Sovereign ms-3 Page 37
‘What are you doing away from the manor, mistress?’ Lady Rochford asked sternly. Her eyes raked Barak’s face and mine, too. The other courtiers looked on with interest.
‘I am going to the refectory, my lady. Mistress Marlin gave me permission.’
Lady Rochford gave us a haughty look. ‘Mistress Marlin allows her servants too much latitude. Still, I daresay it will do no harm.’ She stared at me. ‘You are lucky to have a gentleman for a patron to accompany you. Though I hear you had an encounter with an escaped bear, Master Shardlake. That would have been most sad, if it had got you. You would have had to take all your lawyer’s secrets to the grave.’ She gave a harsh, nervous laugh.
I eyed her narrowly. Was this some sort of threat? But I thought, no, it has been put about the bear escaped by accident. She is only reminding us she has her eye on us. And, of course, she believed I had a record of what Tamasin and Barak had seen. I had written nothing down, but the threat was enough. ‘Be assured, my lady,’ I said steadily, ‘I take care to keep all my secrets where they are most safe.’

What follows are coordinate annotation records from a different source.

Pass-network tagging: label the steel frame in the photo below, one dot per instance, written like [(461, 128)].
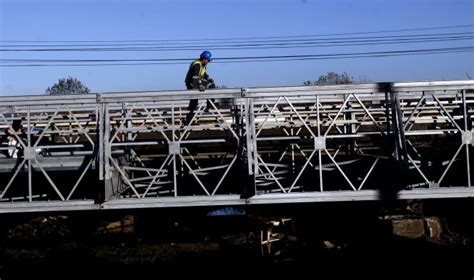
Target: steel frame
[(280, 145)]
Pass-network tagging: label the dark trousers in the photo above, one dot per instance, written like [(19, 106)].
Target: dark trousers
[(194, 102)]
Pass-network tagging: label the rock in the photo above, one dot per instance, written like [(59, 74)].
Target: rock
[(410, 228)]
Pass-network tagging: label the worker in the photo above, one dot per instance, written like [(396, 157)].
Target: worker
[(197, 78)]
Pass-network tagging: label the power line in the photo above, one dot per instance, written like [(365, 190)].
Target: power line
[(243, 38), (153, 61), (364, 41)]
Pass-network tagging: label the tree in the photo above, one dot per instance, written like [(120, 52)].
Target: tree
[(68, 86), (331, 78)]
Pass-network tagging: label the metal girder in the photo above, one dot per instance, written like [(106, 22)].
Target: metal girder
[(252, 145)]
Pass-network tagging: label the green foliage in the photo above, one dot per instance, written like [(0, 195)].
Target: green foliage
[(331, 78), (68, 86)]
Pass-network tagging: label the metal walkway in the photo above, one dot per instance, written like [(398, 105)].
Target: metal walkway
[(252, 146)]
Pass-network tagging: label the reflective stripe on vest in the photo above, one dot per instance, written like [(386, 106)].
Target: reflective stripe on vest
[(202, 68)]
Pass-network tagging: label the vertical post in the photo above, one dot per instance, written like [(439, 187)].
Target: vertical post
[(319, 152), (468, 166), (30, 181), (100, 151), (249, 185)]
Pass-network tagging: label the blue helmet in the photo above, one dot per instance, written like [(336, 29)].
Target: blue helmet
[(207, 55)]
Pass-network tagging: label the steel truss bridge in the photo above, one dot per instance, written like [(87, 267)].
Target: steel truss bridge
[(250, 146)]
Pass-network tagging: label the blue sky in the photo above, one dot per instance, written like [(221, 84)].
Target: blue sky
[(85, 20)]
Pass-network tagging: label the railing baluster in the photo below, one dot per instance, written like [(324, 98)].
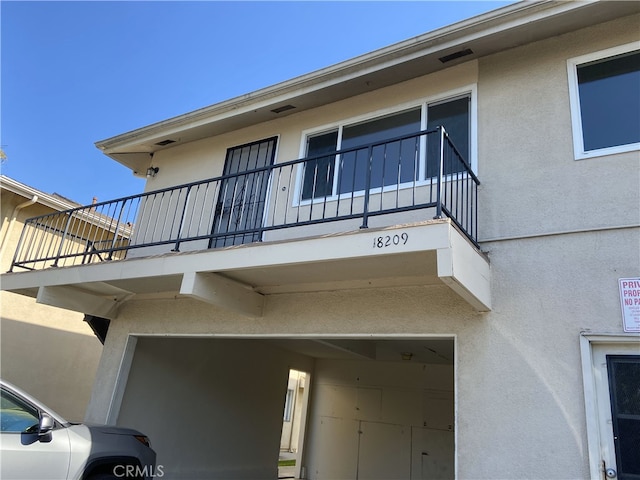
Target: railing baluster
[(367, 188)]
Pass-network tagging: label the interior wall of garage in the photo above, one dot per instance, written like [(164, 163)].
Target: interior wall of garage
[(381, 420), (212, 408)]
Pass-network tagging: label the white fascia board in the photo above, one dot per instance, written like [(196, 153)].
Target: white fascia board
[(465, 271), (223, 292), (26, 191), (487, 24), (431, 235)]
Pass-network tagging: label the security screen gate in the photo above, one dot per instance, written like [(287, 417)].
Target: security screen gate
[(624, 388), (242, 199)]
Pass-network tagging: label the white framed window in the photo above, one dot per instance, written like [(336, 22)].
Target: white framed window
[(403, 163), (604, 95)]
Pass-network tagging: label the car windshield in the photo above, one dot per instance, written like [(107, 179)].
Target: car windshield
[(15, 415)]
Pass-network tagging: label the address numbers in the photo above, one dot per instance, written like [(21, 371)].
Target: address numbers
[(391, 240)]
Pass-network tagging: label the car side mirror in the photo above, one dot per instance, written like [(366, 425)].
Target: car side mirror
[(46, 424)]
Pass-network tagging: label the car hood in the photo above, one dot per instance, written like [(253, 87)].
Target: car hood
[(108, 429)]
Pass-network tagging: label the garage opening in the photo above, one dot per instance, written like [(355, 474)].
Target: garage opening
[(216, 407)]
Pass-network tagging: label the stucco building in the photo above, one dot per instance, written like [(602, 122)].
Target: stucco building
[(45, 350), (452, 295)]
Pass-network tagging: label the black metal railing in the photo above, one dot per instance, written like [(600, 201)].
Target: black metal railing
[(412, 172)]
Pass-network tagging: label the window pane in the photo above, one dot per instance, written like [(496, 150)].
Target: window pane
[(318, 173), (391, 163), (610, 101), (454, 117)]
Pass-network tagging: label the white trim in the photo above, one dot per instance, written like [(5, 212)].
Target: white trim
[(121, 380), (574, 102), (423, 104), (587, 342)]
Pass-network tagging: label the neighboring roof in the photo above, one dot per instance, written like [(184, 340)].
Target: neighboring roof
[(495, 31), (55, 201)]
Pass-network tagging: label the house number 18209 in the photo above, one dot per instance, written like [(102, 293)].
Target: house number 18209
[(391, 240)]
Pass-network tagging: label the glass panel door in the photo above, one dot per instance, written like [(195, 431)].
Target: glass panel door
[(242, 197)]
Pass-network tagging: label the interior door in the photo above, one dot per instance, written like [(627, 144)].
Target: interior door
[(617, 373), (243, 192)]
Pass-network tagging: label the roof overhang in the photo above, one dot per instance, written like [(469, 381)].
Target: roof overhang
[(240, 278), (498, 30)]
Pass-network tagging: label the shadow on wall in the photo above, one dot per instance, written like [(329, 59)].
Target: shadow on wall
[(50, 363)]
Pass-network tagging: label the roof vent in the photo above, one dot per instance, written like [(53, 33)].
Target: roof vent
[(455, 55), (283, 109)]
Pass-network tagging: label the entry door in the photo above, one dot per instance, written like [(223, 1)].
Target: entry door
[(624, 392), (242, 195), (617, 373)]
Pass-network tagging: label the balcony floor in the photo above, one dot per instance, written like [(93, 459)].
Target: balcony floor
[(239, 277)]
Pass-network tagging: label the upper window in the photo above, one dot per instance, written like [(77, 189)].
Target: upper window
[(605, 101), (392, 163)]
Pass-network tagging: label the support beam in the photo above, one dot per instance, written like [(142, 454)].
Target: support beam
[(222, 292), (77, 300)]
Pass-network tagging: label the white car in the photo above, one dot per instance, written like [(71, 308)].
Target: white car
[(37, 443)]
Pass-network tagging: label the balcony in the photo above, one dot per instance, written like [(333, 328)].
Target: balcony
[(405, 199)]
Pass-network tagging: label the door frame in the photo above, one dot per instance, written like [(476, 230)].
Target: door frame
[(614, 344), (219, 203)]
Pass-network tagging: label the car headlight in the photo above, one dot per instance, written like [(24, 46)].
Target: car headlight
[(143, 439)]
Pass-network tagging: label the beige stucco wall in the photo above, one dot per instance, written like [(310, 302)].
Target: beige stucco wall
[(47, 351), (549, 224), (530, 182)]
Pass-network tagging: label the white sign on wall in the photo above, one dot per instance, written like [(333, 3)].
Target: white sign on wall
[(630, 303)]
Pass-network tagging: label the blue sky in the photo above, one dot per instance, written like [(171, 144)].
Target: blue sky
[(76, 72)]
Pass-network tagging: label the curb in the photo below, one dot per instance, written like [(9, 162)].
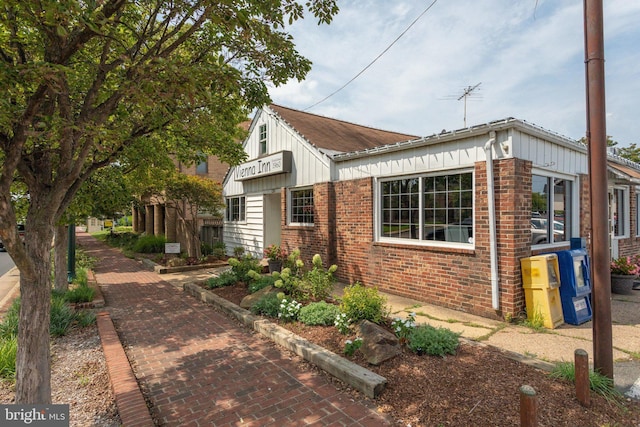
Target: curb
[(361, 379), (132, 407)]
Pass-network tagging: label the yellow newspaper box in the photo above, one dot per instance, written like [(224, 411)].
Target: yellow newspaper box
[(541, 283)]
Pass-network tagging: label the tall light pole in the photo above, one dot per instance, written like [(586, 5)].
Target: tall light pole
[(597, 152)]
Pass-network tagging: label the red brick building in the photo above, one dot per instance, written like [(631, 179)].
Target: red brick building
[(444, 219)]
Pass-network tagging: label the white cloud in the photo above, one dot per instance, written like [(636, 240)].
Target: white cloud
[(528, 55)]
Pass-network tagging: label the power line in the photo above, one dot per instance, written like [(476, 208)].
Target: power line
[(376, 58)]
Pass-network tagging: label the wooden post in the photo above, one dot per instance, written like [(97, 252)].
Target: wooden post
[(582, 377), (528, 407)]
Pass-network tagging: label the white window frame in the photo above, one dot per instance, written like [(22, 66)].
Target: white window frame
[(419, 241), (573, 206), (290, 221), (242, 212), (626, 209)]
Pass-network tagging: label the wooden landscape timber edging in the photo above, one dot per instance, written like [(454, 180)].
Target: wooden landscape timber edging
[(367, 382)]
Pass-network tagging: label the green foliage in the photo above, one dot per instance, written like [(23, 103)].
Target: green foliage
[(319, 313), (350, 347), (261, 282), (362, 303), (226, 278), (8, 352), (289, 310), (149, 244), (62, 316), (269, 305), (425, 339), (241, 267), (79, 293), (597, 382)]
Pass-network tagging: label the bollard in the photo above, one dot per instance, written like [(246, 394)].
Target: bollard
[(583, 388), (528, 407)]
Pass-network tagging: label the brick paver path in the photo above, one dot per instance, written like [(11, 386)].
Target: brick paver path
[(200, 368)]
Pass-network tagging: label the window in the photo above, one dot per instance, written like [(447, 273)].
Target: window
[(302, 206), (550, 210), (202, 168), (428, 208), (263, 139), (619, 209), (236, 208)]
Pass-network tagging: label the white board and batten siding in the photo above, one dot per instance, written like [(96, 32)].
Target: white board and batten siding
[(309, 166)]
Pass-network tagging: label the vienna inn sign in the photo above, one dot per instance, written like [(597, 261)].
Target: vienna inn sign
[(264, 166)]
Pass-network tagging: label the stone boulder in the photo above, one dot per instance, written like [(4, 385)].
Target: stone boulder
[(251, 299), (378, 344)]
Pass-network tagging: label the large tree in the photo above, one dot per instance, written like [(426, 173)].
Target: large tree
[(86, 83)]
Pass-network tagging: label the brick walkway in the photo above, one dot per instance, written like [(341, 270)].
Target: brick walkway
[(200, 368)]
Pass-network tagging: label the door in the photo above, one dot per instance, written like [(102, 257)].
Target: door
[(272, 220)]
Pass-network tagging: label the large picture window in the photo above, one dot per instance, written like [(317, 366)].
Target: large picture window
[(302, 206), (434, 207), (551, 210), (236, 208)]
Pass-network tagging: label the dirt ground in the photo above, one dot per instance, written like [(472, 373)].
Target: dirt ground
[(478, 386)]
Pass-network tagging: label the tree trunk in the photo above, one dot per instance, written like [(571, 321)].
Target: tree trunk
[(33, 360), (60, 243)]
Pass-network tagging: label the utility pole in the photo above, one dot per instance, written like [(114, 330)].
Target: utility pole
[(597, 152)]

‘Be sure you do,’ she said, then turned away quickly. We walked on, but after a few yards I heard footsteps behind me. Before I could turn I felt a hand laid on my shoulder and was yanked round. Francis Dereham was glaring at me, a savage frown on the saturnine features above his black beard.
‘You hunchback churl!’ Dereham hissed at me. ‘I heard your words. How dare you speak to Lady Rochford with such disrespect. God’s death, you get above yourself for a lawyer. I should hammer you into the ground for your insolence.’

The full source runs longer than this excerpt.